【相続対策その2:生命保険を活用する】

 自分に万が一のことがあったときに相手が生活に困らないようお金を残したいというのであれば、生命保険の受取人を同性パートナーにしておくといいだろう。

 生命保険の活用は、「現在持っている財産の相続」とは少し趣旨が異なる。なぜならば、生命保険の死亡保険金は被相続人がもともと持っていた相続財産ではなく、被相続人が亡くなった時点で発生する受取人の固有財産とされるからだ。
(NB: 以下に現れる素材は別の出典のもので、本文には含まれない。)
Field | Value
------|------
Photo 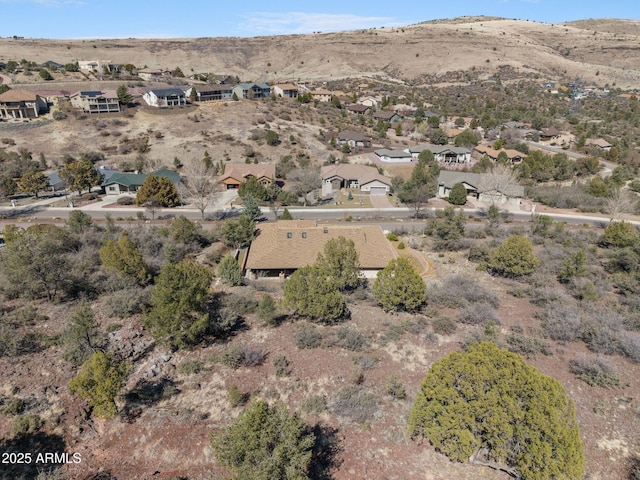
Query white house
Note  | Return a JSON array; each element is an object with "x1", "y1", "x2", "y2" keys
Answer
[{"x1": 142, "y1": 88, "x2": 187, "y2": 108}]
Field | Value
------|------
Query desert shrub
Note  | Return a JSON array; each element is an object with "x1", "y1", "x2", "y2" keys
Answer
[
  {"x1": 227, "y1": 383, "x2": 249, "y2": 408},
  {"x1": 620, "y1": 332, "x2": 640, "y2": 363},
  {"x1": 217, "y1": 345, "x2": 267, "y2": 369},
  {"x1": 373, "y1": 257, "x2": 427, "y2": 311},
  {"x1": 456, "y1": 303, "x2": 498, "y2": 325},
  {"x1": 300, "y1": 395, "x2": 327, "y2": 414},
  {"x1": 336, "y1": 326, "x2": 367, "y2": 352},
  {"x1": 11, "y1": 415, "x2": 44, "y2": 437},
  {"x1": 178, "y1": 360, "x2": 204, "y2": 375},
  {"x1": 295, "y1": 323, "x2": 322, "y2": 349},
  {"x1": 569, "y1": 358, "x2": 620, "y2": 388},
  {"x1": 69, "y1": 351, "x2": 131, "y2": 418},
  {"x1": 330, "y1": 385, "x2": 378, "y2": 423},
  {"x1": 273, "y1": 355, "x2": 291, "y2": 377},
  {"x1": 211, "y1": 401, "x2": 315, "y2": 479},
  {"x1": 536, "y1": 303, "x2": 582, "y2": 342},
  {"x1": 505, "y1": 332, "x2": 551, "y2": 358},
  {"x1": 104, "y1": 286, "x2": 149, "y2": 318},
  {"x1": 216, "y1": 255, "x2": 243, "y2": 287},
  {"x1": 431, "y1": 317, "x2": 458, "y2": 335},
  {"x1": 409, "y1": 342, "x2": 585, "y2": 480},
  {"x1": 385, "y1": 373, "x2": 407, "y2": 400},
  {"x1": 440, "y1": 275, "x2": 500, "y2": 308},
  {"x1": 487, "y1": 235, "x2": 540, "y2": 277},
  {"x1": 116, "y1": 197, "x2": 135, "y2": 205}
]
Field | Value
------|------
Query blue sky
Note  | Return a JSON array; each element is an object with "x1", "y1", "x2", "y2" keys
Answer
[{"x1": 0, "y1": 0, "x2": 640, "y2": 38}]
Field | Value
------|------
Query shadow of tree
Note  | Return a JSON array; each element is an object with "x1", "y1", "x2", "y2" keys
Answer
[
  {"x1": 309, "y1": 424, "x2": 343, "y2": 480},
  {"x1": 120, "y1": 378, "x2": 180, "y2": 422},
  {"x1": 0, "y1": 432, "x2": 68, "y2": 480}
]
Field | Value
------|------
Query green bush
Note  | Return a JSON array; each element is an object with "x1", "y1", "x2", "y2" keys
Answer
[
  {"x1": 409, "y1": 342, "x2": 585, "y2": 480},
  {"x1": 178, "y1": 360, "x2": 204, "y2": 375},
  {"x1": 295, "y1": 323, "x2": 322, "y2": 349},
  {"x1": 385, "y1": 373, "x2": 407, "y2": 400},
  {"x1": 373, "y1": 257, "x2": 427, "y2": 311},
  {"x1": 300, "y1": 395, "x2": 327, "y2": 414},
  {"x1": 11, "y1": 415, "x2": 44, "y2": 437},
  {"x1": 273, "y1": 355, "x2": 291, "y2": 377},
  {"x1": 488, "y1": 235, "x2": 540, "y2": 277},
  {"x1": 227, "y1": 383, "x2": 249, "y2": 408},
  {"x1": 69, "y1": 351, "x2": 131, "y2": 418}
]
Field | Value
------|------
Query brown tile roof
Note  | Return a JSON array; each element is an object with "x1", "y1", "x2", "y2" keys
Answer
[
  {"x1": 246, "y1": 220, "x2": 395, "y2": 270},
  {"x1": 0, "y1": 90, "x2": 37, "y2": 102},
  {"x1": 222, "y1": 163, "x2": 276, "y2": 182},
  {"x1": 320, "y1": 163, "x2": 391, "y2": 186}
]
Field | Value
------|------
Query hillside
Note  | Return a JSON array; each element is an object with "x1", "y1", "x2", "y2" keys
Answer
[{"x1": 0, "y1": 17, "x2": 640, "y2": 89}]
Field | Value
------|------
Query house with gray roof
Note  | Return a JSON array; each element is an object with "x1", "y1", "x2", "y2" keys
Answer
[
  {"x1": 101, "y1": 168, "x2": 180, "y2": 195},
  {"x1": 184, "y1": 84, "x2": 233, "y2": 102},
  {"x1": 405, "y1": 143, "x2": 471, "y2": 164},
  {"x1": 69, "y1": 90, "x2": 120, "y2": 114},
  {"x1": 320, "y1": 163, "x2": 391, "y2": 197},
  {"x1": 142, "y1": 87, "x2": 187, "y2": 108}
]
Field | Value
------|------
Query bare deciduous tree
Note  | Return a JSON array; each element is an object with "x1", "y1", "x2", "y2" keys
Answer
[{"x1": 178, "y1": 159, "x2": 218, "y2": 220}]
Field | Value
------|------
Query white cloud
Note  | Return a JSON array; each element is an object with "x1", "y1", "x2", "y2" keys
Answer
[{"x1": 237, "y1": 12, "x2": 401, "y2": 36}]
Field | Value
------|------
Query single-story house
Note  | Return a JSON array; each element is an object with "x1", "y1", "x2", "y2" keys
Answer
[
  {"x1": 243, "y1": 220, "x2": 396, "y2": 279},
  {"x1": 437, "y1": 170, "x2": 524, "y2": 205},
  {"x1": 309, "y1": 89, "x2": 333, "y2": 103},
  {"x1": 346, "y1": 103, "x2": 371, "y2": 115},
  {"x1": 232, "y1": 83, "x2": 271, "y2": 99},
  {"x1": 69, "y1": 90, "x2": 120, "y2": 113},
  {"x1": 373, "y1": 110, "x2": 402, "y2": 123},
  {"x1": 473, "y1": 145, "x2": 526, "y2": 163},
  {"x1": 320, "y1": 163, "x2": 391, "y2": 197},
  {"x1": 358, "y1": 95, "x2": 382, "y2": 108},
  {"x1": 138, "y1": 68, "x2": 168, "y2": 81},
  {"x1": 271, "y1": 83, "x2": 298, "y2": 98},
  {"x1": 405, "y1": 143, "x2": 471, "y2": 164},
  {"x1": 373, "y1": 148, "x2": 412, "y2": 163},
  {"x1": 101, "y1": 168, "x2": 180, "y2": 195},
  {"x1": 0, "y1": 90, "x2": 47, "y2": 118},
  {"x1": 540, "y1": 127, "x2": 561, "y2": 140},
  {"x1": 142, "y1": 87, "x2": 187, "y2": 108},
  {"x1": 337, "y1": 130, "x2": 371, "y2": 148},
  {"x1": 184, "y1": 84, "x2": 233, "y2": 102},
  {"x1": 585, "y1": 138, "x2": 612, "y2": 152},
  {"x1": 221, "y1": 163, "x2": 276, "y2": 190},
  {"x1": 42, "y1": 60, "x2": 64, "y2": 70}
]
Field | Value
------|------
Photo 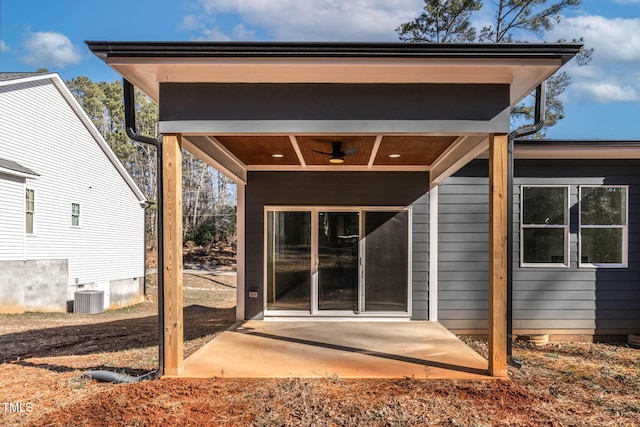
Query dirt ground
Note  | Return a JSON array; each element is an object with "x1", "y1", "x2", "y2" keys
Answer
[{"x1": 0, "y1": 260, "x2": 640, "y2": 426}]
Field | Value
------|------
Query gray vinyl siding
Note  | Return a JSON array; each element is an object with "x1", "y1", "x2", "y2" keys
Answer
[
  {"x1": 438, "y1": 160, "x2": 640, "y2": 336},
  {"x1": 245, "y1": 171, "x2": 429, "y2": 319}
]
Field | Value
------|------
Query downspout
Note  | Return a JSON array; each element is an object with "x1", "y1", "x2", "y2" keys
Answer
[
  {"x1": 507, "y1": 81, "x2": 547, "y2": 368},
  {"x1": 82, "y1": 79, "x2": 165, "y2": 383}
]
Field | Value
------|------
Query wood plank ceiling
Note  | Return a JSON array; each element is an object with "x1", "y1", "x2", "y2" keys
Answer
[{"x1": 214, "y1": 135, "x2": 457, "y2": 167}]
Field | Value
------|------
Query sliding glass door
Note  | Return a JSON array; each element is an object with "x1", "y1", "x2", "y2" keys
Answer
[
  {"x1": 265, "y1": 208, "x2": 411, "y2": 316},
  {"x1": 318, "y1": 212, "x2": 360, "y2": 313},
  {"x1": 363, "y1": 210, "x2": 409, "y2": 312},
  {"x1": 266, "y1": 211, "x2": 311, "y2": 310}
]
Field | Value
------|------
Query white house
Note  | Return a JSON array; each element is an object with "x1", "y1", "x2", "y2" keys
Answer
[{"x1": 0, "y1": 73, "x2": 145, "y2": 313}]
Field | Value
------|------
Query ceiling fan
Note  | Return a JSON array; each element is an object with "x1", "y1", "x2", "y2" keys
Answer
[{"x1": 311, "y1": 141, "x2": 358, "y2": 163}]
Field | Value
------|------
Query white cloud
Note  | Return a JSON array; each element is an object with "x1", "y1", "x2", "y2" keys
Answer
[
  {"x1": 188, "y1": 0, "x2": 424, "y2": 41},
  {"x1": 547, "y1": 15, "x2": 640, "y2": 103},
  {"x1": 21, "y1": 31, "x2": 82, "y2": 68},
  {"x1": 572, "y1": 82, "x2": 640, "y2": 104}
]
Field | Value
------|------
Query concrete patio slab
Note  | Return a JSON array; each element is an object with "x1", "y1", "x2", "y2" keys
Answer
[{"x1": 179, "y1": 321, "x2": 491, "y2": 379}]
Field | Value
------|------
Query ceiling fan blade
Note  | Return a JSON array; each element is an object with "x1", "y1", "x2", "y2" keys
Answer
[{"x1": 311, "y1": 150, "x2": 333, "y2": 156}]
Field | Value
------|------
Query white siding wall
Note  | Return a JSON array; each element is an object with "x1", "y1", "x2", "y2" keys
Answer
[
  {"x1": 0, "y1": 80, "x2": 144, "y2": 306},
  {"x1": 0, "y1": 174, "x2": 25, "y2": 261}
]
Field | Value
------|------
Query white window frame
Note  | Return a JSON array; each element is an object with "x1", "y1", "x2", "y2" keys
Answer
[
  {"x1": 520, "y1": 184, "x2": 571, "y2": 268},
  {"x1": 71, "y1": 202, "x2": 82, "y2": 228},
  {"x1": 22, "y1": 186, "x2": 38, "y2": 236},
  {"x1": 578, "y1": 185, "x2": 629, "y2": 268}
]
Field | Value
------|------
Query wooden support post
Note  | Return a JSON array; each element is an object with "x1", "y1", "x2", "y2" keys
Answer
[
  {"x1": 161, "y1": 134, "x2": 184, "y2": 375},
  {"x1": 236, "y1": 183, "x2": 246, "y2": 321},
  {"x1": 488, "y1": 134, "x2": 509, "y2": 377}
]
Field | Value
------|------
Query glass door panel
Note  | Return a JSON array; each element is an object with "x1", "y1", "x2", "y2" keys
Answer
[
  {"x1": 317, "y1": 212, "x2": 360, "y2": 312},
  {"x1": 363, "y1": 210, "x2": 409, "y2": 312},
  {"x1": 266, "y1": 211, "x2": 311, "y2": 311}
]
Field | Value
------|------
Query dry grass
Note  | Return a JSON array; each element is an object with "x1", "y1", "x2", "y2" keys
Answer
[{"x1": 0, "y1": 276, "x2": 640, "y2": 426}]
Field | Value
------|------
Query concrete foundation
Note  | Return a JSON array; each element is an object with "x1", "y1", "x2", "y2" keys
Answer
[
  {"x1": 0, "y1": 259, "x2": 69, "y2": 313},
  {"x1": 108, "y1": 277, "x2": 144, "y2": 308},
  {"x1": 0, "y1": 259, "x2": 144, "y2": 313}
]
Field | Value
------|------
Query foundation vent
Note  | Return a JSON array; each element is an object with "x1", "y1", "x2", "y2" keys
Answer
[{"x1": 73, "y1": 291, "x2": 104, "y2": 314}]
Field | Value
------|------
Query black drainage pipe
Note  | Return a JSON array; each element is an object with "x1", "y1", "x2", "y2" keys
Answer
[
  {"x1": 82, "y1": 79, "x2": 165, "y2": 383},
  {"x1": 80, "y1": 370, "x2": 158, "y2": 384},
  {"x1": 507, "y1": 81, "x2": 547, "y2": 368}
]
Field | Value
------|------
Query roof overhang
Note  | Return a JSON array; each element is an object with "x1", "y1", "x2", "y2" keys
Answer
[
  {"x1": 514, "y1": 139, "x2": 640, "y2": 160},
  {"x1": 87, "y1": 41, "x2": 581, "y2": 185},
  {"x1": 87, "y1": 41, "x2": 581, "y2": 105}
]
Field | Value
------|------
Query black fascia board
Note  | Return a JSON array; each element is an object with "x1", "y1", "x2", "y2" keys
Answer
[
  {"x1": 85, "y1": 41, "x2": 582, "y2": 64},
  {"x1": 514, "y1": 139, "x2": 640, "y2": 147}
]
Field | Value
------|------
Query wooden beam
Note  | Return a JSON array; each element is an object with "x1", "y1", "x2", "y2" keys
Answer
[
  {"x1": 162, "y1": 134, "x2": 184, "y2": 375},
  {"x1": 488, "y1": 134, "x2": 509, "y2": 377}
]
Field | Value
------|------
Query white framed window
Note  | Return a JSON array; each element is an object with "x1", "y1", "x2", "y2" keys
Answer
[
  {"x1": 71, "y1": 203, "x2": 80, "y2": 227},
  {"x1": 520, "y1": 185, "x2": 569, "y2": 267},
  {"x1": 24, "y1": 188, "x2": 36, "y2": 234},
  {"x1": 578, "y1": 185, "x2": 629, "y2": 268}
]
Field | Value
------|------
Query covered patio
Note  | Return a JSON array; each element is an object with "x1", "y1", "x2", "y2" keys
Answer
[
  {"x1": 87, "y1": 42, "x2": 580, "y2": 377},
  {"x1": 172, "y1": 320, "x2": 490, "y2": 379}
]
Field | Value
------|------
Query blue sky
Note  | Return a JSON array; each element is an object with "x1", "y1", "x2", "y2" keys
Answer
[{"x1": 0, "y1": 0, "x2": 640, "y2": 140}]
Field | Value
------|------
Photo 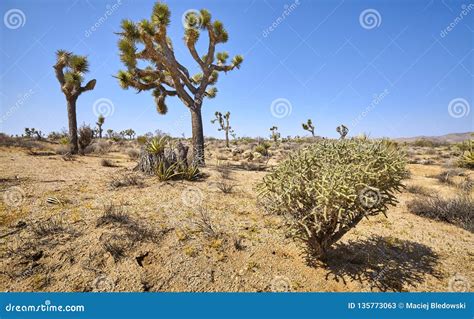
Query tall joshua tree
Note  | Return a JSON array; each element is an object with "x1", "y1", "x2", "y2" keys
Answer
[
  {"x1": 336, "y1": 124, "x2": 349, "y2": 140},
  {"x1": 117, "y1": 2, "x2": 243, "y2": 165},
  {"x1": 53, "y1": 50, "x2": 97, "y2": 154},
  {"x1": 95, "y1": 114, "x2": 105, "y2": 138},
  {"x1": 301, "y1": 119, "x2": 314, "y2": 137},
  {"x1": 211, "y1": 112, "x2": 234, "y2": 147}
]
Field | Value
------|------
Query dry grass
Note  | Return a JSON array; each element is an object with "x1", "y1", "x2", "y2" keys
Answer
[{"x1": 0, "y1": 140, "x2": 474, "y2": 291}]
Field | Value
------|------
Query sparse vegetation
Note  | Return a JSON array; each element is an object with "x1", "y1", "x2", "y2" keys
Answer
[{"x1": 258, "y1": 139, "x2": 405, "y2": 258}]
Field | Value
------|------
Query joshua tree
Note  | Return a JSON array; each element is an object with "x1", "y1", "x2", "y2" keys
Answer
[
  {"x1": 95, "y1": 114, "x2": 105, "y2": 138},
  {"x1": 336, "y1": 124, "x2": 349, "y2": 140},
  {"x1": 117, "y1": 2, "x2": 243, "y2": 165},
  {"x1": 211, "y1": 112, "x2": 235, "y2": 147},
  {"x1": 270, "y1": 126, "x2": 280, "y2": 143},
  {"x1": 53, "y1": 50, "x2": 97, "y2": 154},
  {"x1": 301, "y1": 119, "x2": 314, "y2": 137},
  {"x1": 120, "y1": 128, "x2": 135, "y2": 140}
]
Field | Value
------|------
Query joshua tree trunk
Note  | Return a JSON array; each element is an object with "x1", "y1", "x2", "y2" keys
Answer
[
  {"x1": 225, "y1": 130, "x2": 229, "y2": 148},
  {"x1": 191, "y1": 107, "x2": 205, "y2": 166},
  {"x1": 67, "y1": 97, "x2": 79, "y2": 154}
]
遺産分割協議の対象にならないため、遺産総額に対して死亡保険金の額があまりに多額だというような場合を除けば、法定相続人による遺産分割トラブルに巻き込まれずに済む。

 ただし、同性パートナーを死亡保険金の受取人にするのであれば、生前に支払う保険料は生命保険料控除の対象にはならない。同居期間といった諸々の条件によっては、保険金額に上限が設けられることや、同性パートナーを受取人に指定することを断られることもある。

 また、税制上の優遇も受けられない。死亡保険金は相続財産ではないものの、みなし相続財産として相続税の計算上は遺産の総額に含まれる。受取人が法定相続人であれば「500万円×法定相続人数」分が非課税となるのだが、受取人が同性パートナーであれば全額が遺産額として計上されてしまう。つまり遺産総額がアップし、相続税がかかりやすくなってしまうのだ。相続税が発生した場合、相続対策1のケースと同じく2割増しで払うことになる点も留意しておきたい。